Apart from an eight-run burst Sunday against the Astros, the Tigers had, in five of their last six games scored 2, 0, 1, 3, and 2 runs. In those six games they had, in order: 6, 4, 6, 9, and 5 hits.
This is a team for which Miguel Cabrera plays. It is armed with the likes of Cespedes, J.D. Martinez, and Ian Kinsler, as well as shortstop Jose Iglesias, who was batting .333 ahead of Friday's game, while catcher James McCann was hitting .290.
Anthony Gose wasn't in the lineup against left-hander Hector Santiago, but Gose arrived at the ballpark Friday with a .329 batting average.
It scarcely makes sense, this low-voltage offense that early in the season was hyper-energized and this month has had dips and downturns.
Or, perhaps it does.
Victor Martinez is nowhere around. The hitter who teamed last year with Cabrera to destroy opposing pitchers, and as part of a slugging troika that included J.D. Martinez, is on the disabled list, not yet swinging a bat and in uncertain straits as to when he might be back.
"He lengthens your lineup, he deepens your lineup," Ausmus conceded Friday as a manager weighed one man's influence on an entire offense. "It becomes a lot more demanding of the opposing pitcher."
Martinez's career batting average (.305) and OPS (.842) are of course missed at the middle of a batting order that hasn't been as consistent, or as secure, compared with those seasons and stretches when he was hitting behind Cabrera.
He also brought a switch-hitting bat to an order that made it all the tougher for opposing pitchers and managers to buy an edge, or in Martinez's case, a break with an appealing matchup.
But the Tigers don't agree that one man, or one bat, should be responsible for general breakdowns in hitting. Not of the kind the Tigers have been confronting, particularly during May.
"I mean, it definitely helps to have him in the lineup — he's one of the best hitters in the game," said J.D. Martinez, who is not having anything close to the season he put together in Detroit a year ago.

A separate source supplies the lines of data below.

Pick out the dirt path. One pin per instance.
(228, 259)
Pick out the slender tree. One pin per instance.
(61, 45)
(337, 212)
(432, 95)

"Just the way he makes pitchers work changes a lot. But, at the same time, it should affect us, individually. At the end of the day, hitting is an individual thing.
"It should change the way we hit, individually."
J.D. Martinez says the Tigers, despite their cold snap, have hit the ball better than numbers would suggest.
It's an observation shared, to an extent, even by Ausmus. In the first five innings of Thursday's game against the Angels and starting pitcher C.J. Wilson, the Tigers rapped nine balls — hard — and saw those balls generally land in an Angels defender's glove.
"That's why I feel it has to turn, eventually," Ausmus said after Thursday's game, a 12-2 defeat that featured as many Tigers pitching ills as hitting issues. "Logic tells you eventually you're going to score more runs."
Restoring his natural cleanup hitter, Victor Martinez, to the Tigers arsenal would help. But, again, the Tigers aren't sure when Martinez will have strengthened his left knee sufficiently to escape the disabled list and resume creating alongside Cabrera one of the potentially more lethal 1-2 hitting punches in baseball.
"It's too early to predict," Ausmus said Friday, although he isn't planning on Martinez being gone for a lengthy spell. "We assumed two to three weeks (Martinez hit the DL on May 19).
"But it's too early to tell. We don't really know."
Nor do the Tigers know how to regain some of that old punch and rhythm the lineup showed early in the season, and so often maintained in 2014, as well as in earlier seasons when Cabrera and the man they call V-Mart, as well as others, were regularly punishing pitchers.
"It's just baseball," J.D. Martinez said Friday, sighing at the tormenting task known as hitting big-league pitching. "What are you gonna do?"